Mohammad Riaz, a 34-year-old Westbury resident and owner of Applied Construction Inc., pleaded not guilty Wednesday in Bronx court to money laundering, grand larceny, scheme to defraud and other charges.
Pleading not guilty to similar charges were 39-year-old Mohammad Arshad, his manager from Hicksville, and 58-year-old Zbigniew “Ziggy” Lakomiec, his foreman from Brooklyn.
“Contractors who work on affordable housing cannot ignore New York State’s labor laws,” said New York Attorney General Eric Schneiderman, who alleged the trio schemed to avoid prevailing wage laws by underpaying workers.

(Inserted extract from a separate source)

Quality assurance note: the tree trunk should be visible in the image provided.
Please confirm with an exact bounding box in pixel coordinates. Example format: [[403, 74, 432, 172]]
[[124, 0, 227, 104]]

Applied Construction was required by law and their contract with the city to pay prevailing wages to workers on a taxpayer-funded affordable housing project on Kingsbridge Terrace in the Bronx between Nov. 9, 2011 and Aug. 30, 2012.
Instead, the trio allegedly paid the workers a fraction of the lawful rate and did not provide supplemental benefits, according to the attorney general. They allegedly tried to cover their tracks by excluding from payroll reports the workers they paid in cash. Some workers who were included on payroll were ordered to back kickbacks to the suspects, authorities said.
Judge Richard Lee Price set bail for Riaz and Arshad at $10,000. Lakomiec was released without bail. All three face up to 15 years in prison on the grand larceny charge.